Monsieur le Président,

Dans les déclarations qu'il a faites devant cette Commission au cours des dernières années, le Comité international de la Croix-Rouge (CICR) a exprimé ses préoccupations en ce qui concerne l'applicabilité du droit international humanitaire aux forces de maintien ou d'imposition de la paix.
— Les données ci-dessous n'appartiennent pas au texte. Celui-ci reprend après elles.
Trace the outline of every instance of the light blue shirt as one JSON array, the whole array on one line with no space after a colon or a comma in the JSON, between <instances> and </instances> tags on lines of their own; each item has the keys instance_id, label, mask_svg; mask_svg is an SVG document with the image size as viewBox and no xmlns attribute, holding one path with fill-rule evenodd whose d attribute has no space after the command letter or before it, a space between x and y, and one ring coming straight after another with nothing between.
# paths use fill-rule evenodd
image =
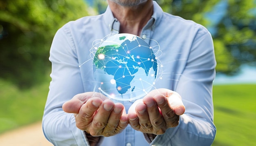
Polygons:
<instances>
[{"instance_id":1,"label":"light blue shirt","mask_svg":"<svg viewBox=\"0 0 256 146\"><path fill-rule=\"evenodd\" d=\"M89 145L73 114L64 112L62 104L77 94L94 91L90 50L94 41L118 31L119 26L108 7L104 13L69 22L56 33L50 51L52 81L43 121L45 137L54 145ZM142 133L128 126L121 133L104 137L101 145L211 145L216 132L212 94L216 62L211 34L192 21L163 12L154 1L153 14L141 37L159 43L163 74L155 86L179 93L185 113L177 126L157 135L150 144ZM145 40L150 45L150 40ZM132 103L124 104L128 110Z\"/></svg>"}]
</instances>

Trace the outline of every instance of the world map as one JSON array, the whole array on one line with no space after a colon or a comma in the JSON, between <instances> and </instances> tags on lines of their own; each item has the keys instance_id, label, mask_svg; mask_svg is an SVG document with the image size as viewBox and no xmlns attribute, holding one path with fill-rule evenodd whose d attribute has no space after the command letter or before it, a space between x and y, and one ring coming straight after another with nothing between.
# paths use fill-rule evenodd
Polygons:
<instances>
[{"instance_id":1,"label":"world map","mask_svg":"<svg viewBox=\"0 0 256 146\"><path fill-rule=\"evenodd\" d=\"M116 34L105 40L97 48L93 64L98 88L117 100L141 98L151 90L157 76L152 47L130 34Z\"/></svg>"}]
</instances>

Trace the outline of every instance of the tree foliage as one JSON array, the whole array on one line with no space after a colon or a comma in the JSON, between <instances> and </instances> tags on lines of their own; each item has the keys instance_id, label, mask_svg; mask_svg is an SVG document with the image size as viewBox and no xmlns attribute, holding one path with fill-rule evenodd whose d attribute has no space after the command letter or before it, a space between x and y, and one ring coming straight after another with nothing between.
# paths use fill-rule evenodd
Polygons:
<instances>
[{"instance_id":1,"label":"tree foliage","mask_svg":"<svg viewBox=\"0 0 256 146\"><path fill-rule=\"evenodd\" d=\"M165 11L212 29L217 72L231 74L238 71L241 64L256 65L255 0L157 2Z\"/></svg>"},{"instance_id":2,"label":"tree foliage","mask_svg":"<svg viewBox=\"0 0 256 146\"><path fill-rule=\"evenodd\" d=\"M41 81L56 31L88 11L82 0L0 0L0 77L21 87Z\"/></svg>"}]
</instances>

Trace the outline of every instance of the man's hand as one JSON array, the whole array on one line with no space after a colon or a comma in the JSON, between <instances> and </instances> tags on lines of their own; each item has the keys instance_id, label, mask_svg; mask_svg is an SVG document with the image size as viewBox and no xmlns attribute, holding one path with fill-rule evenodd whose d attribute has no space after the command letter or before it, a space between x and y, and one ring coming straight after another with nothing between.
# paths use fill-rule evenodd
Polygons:
<instances>
[{"instance_id":1,"label":"man's hand","mask_svg":"<svg viewBox=\"0 0 256 146\"><path fill-rule=\"evenodd\" d=\"M128 124L124 105L115 104L98 93L78 94L65 102L62 108L74 113L78 128L93 136L114 135Z\"/></svg>"},{"instance_id":2,"label":"man's hand","mask_svg":"<svg viewBox=\"0 0 256 146\"><path fill-rule=\"evenodd\" d=\"M185 112L180 96L164 88L150 92L136 101L129 109L130 124L144 133L160 135L179 124L180 115Z\"/></svg>"}]
</instances>

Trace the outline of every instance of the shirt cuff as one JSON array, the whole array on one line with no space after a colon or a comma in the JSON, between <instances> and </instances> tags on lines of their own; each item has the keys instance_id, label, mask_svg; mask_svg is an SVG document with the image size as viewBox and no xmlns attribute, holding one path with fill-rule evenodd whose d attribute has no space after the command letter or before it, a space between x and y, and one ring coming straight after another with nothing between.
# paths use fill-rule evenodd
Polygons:
<instances>
[{"instance_id":1,"label":"shirt cuff","mask_svg":"<svg viewBox=\"0 0 256 146\"><path fill-rule=\"evenodd\" d=\"M84 131L85 136L87 138L87 140L89 142L90 146L97 146L100 143L100 140L102 138L102 136L94 137L92 136L89 133Z\"/></svg>"},{"instance_id":2,"label":"shirt cuff","mask_svg":"<svg viewBox=\"0 0 256 146\"><path fill-rule=\"evenodd\" d=\"M146 140L149 143L151 143L154 139L155 137L157 136L157 135L155 135L153 134L149 134L149 133L143 133L143 135L144 135L144 137L146 139Z\"/></svg>"}]
</instances>

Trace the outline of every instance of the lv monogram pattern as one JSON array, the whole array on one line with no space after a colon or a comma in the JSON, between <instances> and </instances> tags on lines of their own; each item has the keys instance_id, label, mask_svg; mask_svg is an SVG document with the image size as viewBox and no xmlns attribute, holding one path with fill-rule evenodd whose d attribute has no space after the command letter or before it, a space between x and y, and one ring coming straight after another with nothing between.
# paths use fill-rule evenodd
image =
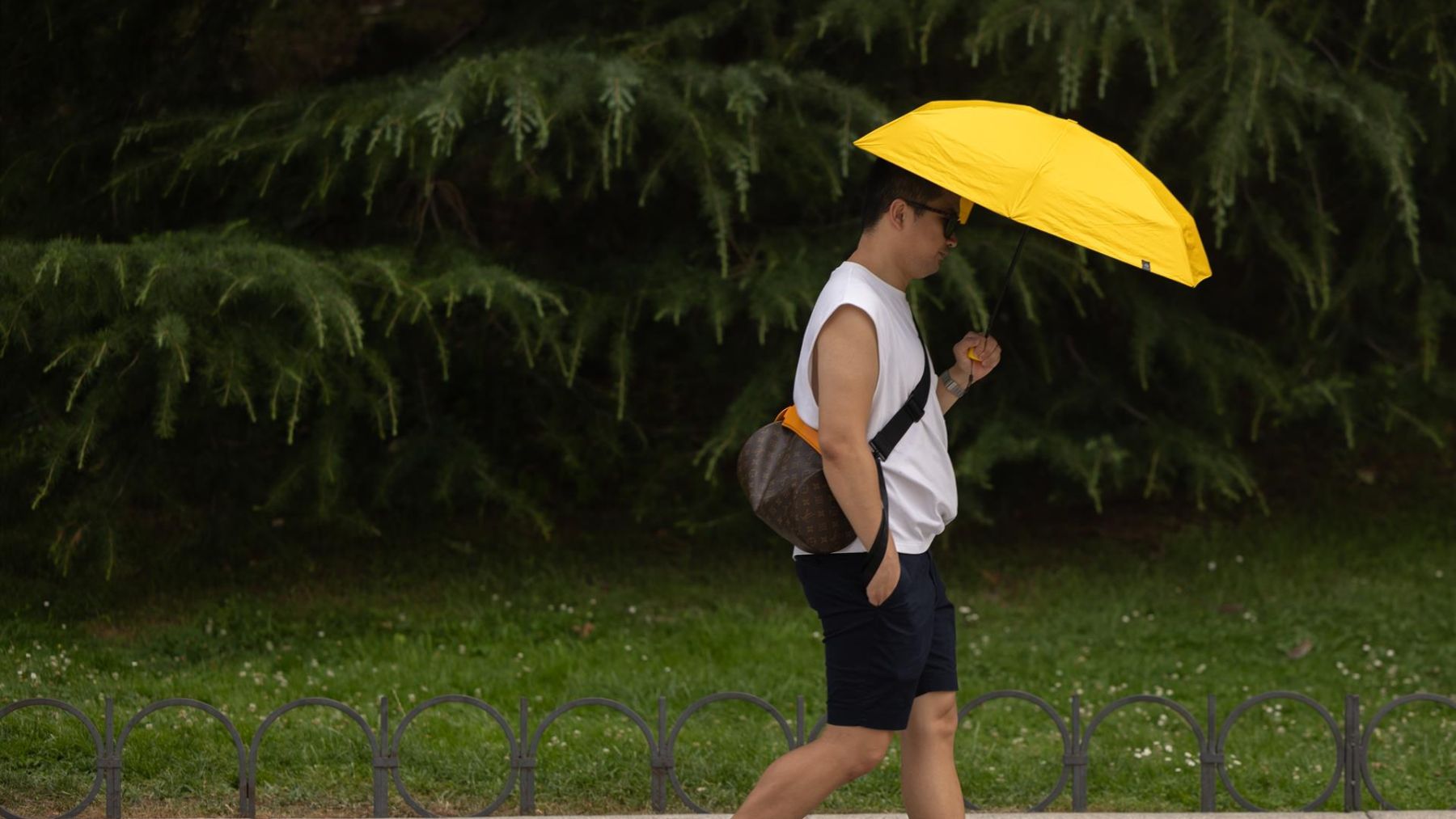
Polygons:
<instances>
[{"instance_id":1,"label":"lv monogram pattern","mask_svg":"<svg viewBox=\"0 0 1456 819\"><path fill-rule=\"evenodd\" d=\"M754 514L804 551L826 554L855 541L824 480L824 460L782 423L760 426L744 442L738 483Z\"/></svg>"}]
</instances>

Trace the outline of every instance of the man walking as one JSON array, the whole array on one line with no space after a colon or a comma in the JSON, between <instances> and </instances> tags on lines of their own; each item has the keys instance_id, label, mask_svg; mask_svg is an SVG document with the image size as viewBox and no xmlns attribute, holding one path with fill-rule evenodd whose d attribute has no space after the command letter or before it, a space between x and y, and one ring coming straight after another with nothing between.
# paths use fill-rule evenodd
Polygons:
<instances>
[{"instance_id":1,"label":"man walking","mask_svg":"<svg viewBox=\"0 0 1456 819\"><path fill-rule=\"evenodd\" d=\"M818 739L769 765L737 819L799 819L874 770L895 733L910 818L964 816L952 756L955 610L929 548L957 509L943 413L1000 361L994 339L967 333L955 345L925 415L884 461L890 541L868 588L860 578L881 518L866 442L904 404L926 361L906 287L955 247L958 205L943 188L877 160L859 247L830 275L804 330L794 404L818 429L824 477L859 537L833 554L795 548L823 623L828 720Z\"/></svg>"}]
</instances>

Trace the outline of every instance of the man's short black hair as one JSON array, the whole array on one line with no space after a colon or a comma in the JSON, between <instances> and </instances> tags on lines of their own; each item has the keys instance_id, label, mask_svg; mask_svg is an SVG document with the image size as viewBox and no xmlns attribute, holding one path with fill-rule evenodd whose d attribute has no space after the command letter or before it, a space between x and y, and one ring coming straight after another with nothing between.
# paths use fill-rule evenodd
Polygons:
<instances>
[{"instance_id":1,"label":"man's short black hair","mask_svg":"<svg viewBox=\"0 0 1456 819\"><path fill-rule=\"evenodd\" d=\"M875 227L879 217L890 209L890 202L895 199L929 202L945 193L948 191L935 182L916 176L891 161L875 159L874 167L869 169L869 179L865 180L865 205L859 217L860 230ZM916 212L920 212L920 208L916 208Z\"/></svg>"}]
</instances>

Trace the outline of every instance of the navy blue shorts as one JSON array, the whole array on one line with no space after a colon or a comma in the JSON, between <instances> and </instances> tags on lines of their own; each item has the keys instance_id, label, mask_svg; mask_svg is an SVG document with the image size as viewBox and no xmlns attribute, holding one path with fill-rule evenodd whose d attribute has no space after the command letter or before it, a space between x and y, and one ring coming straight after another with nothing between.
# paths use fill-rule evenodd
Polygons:
<instances>
[{"instance_id":1,"label":"navy blue shorts","mask_svg":"<svg viewBox=\"0 0 1456 819\"><path fill-rule=\"evenodd\" d=\"M878 607L863 566L863 553L794 559L824 626L828 724L904 730L916 697L958 690L955 607L929 553L900 556L900 582Z\"/></svg>"}]
</instances>

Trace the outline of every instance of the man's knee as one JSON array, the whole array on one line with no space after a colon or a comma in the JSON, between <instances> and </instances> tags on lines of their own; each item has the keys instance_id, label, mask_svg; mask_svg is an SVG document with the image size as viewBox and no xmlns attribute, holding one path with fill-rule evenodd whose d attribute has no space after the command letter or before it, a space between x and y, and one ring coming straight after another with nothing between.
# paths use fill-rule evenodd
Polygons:
<instances>
[{"instance_id":1,"label":"man's knee","mask_svg":"<svg viewBox=\"0 0 1456 819\"><path fill-rule=\"evenodd\" d=\"M894 735L888 730L856 730L853 736L844 738L840 745L840 764L847 780L858 780L874 771L884 761L890 751L890 739Z\"/></svg>"},{"instance_id":2,"label":"man's knee","mask_svg":"<svg viewBox=\"0 0 1456 819\"><path fill-rule=\"evenodd\" d=\"M911 713L910 730L920 742L951 742L958 722L955 695L935 697Z\"/></svg>"}]
</instances>

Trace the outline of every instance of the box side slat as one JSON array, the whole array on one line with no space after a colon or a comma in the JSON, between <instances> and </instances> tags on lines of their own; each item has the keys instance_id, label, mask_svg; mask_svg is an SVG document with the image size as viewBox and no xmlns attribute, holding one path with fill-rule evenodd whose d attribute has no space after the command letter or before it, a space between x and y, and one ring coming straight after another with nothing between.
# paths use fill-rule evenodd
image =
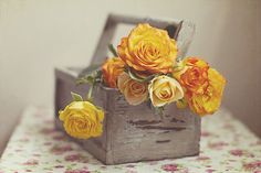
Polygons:
<instances>
[{"instance_id":1,"label":"box side slat","mask_svg":"<svg viewBox=\"0 0 261 173\"><path fill-rule=\"evenodd\" d=\"M107 115L112 151L107 153L107 164L199 153L200 118L188 109L170 105L161 119L146 104L129 106L123 95L116 94L112 98L108 110L112 113Z\"/></svg>"}]
</instances>

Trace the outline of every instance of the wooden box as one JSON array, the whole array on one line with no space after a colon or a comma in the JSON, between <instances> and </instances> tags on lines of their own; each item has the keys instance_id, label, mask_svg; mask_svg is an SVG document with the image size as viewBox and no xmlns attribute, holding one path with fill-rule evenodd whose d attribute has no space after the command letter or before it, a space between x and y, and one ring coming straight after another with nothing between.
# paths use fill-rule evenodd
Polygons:
<instances>
[{"instance_id":1,"label":"wooden box","mask_svg":"<svg viewBox=\"0 0 261 173\"><path fill-rule=\"evenodd\" d=\"M107 45L118 23L144 22L160 29L173 29L169 34L177 41L178 56L185 56L195 32L191 22L109 14L92 63L105 61ZM58 118L58 111L72 100L70 93L87 93L86 85L75 85L81 72L81 68L55 69L55 127L60 130L63 130L63 126ZM159 116L149 109L146 102L129 106L117 89L104 86L97 86L94 96L94 102L105 110L104 132L98 138L73 140L103 163L119 164L199 153L200 117L190 110L177 109L176 105L171 104L166 107L164 115Z\"/></svg>"}]
</instances>

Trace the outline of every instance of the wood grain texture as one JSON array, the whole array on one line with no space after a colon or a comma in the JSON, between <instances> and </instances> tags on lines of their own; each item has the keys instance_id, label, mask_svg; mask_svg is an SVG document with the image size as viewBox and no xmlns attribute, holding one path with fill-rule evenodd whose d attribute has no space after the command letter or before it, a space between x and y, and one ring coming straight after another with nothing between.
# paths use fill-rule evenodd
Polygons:
<instances>
[{"instance_id":1,"label":"wood grain texture","mask_svg":"<svg viewBox=\"0 0 261 173\"><path fill-rule=\"evenodd\" d=\"M160 29L171 25L173 36L179 46L178 58L185 56L195 32L191 22L109 14L92 64L105 61L107 45L118 23L144 22ZM75 85L76 77L84 73L86 69L56 68L55 113L71 101L71 91L86 95L86 85ZM166 107L164 115L159 116L148 108L146 102L130 106L117 89L104 86L94 89L94 104L105 110L103 134L88 140L73 140L105 164L181 158L199 153L200 118L188 109L177 109L176 105L171 104ZM55 118L56 128L63 130L62 122L58 116Z\"/></svg>"},{"instance_id":2,"label":"wood grain texture","mask_svg":"<svg viewBox=\"0 0 261 173\"><path fill-rule=\"evenodd\" d=\"M79 72L79 71L77 71ZM75 86L76 73L56 69L56 111L71 101L70 91L86 94L87 86ZM163 117L144 102L129 106L117 90L98 86L94 102L105 110L104 133L88 140L75 140L105 164L160 160L195 155L199 152L200 118L188 109L166 107ZM62 122L55 121L63 130Z\"/></svg>"}]
</instances>

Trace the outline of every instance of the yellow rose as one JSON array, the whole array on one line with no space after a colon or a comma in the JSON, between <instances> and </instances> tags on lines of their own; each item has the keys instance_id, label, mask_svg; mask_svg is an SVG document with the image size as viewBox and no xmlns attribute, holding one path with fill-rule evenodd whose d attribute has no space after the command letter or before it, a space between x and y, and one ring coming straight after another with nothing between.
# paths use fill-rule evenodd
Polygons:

Il convient en effet d'autant plus d'apporter des éclaircissements à cette question que le caractère du maintien de la paix évolue.

Dans le même esprit, le Comité spécial des opérations de maintien de la paix a demandé, l'année dernière, au Secrétaire général " d'achever l'élaboration d'un code de conduite du personnel de maintien de la paix de l'ONU, conforme aux dispositions applicables du droit international humanitaire " . [1 ]

Monsieur le Président,

Conformément à son mandat de " travailler à la compréhension et à la diffusion du droit international humanitaire applicable dans les conflits armés et d'en préparer les développements éventuels " [2 ] , le CICR s'est penché sur le contenu éventuel d'un tel code.

À cette fin il a organisé, en mars et en octobre 1995, deux réunions d'experts des milieux militaires et universitaires. D'anciens responsables des forces des Nations Unies et des représentants du Secrétariat des Nations Unies ont également été invités à donner leur opinion d'experts. Les participants ont analysé toutes les dispositions du droit humanitaire, afin de déterminer leur applicabilité aux forces de maintien de la paix, et ont élaboré un projet de code de conduite.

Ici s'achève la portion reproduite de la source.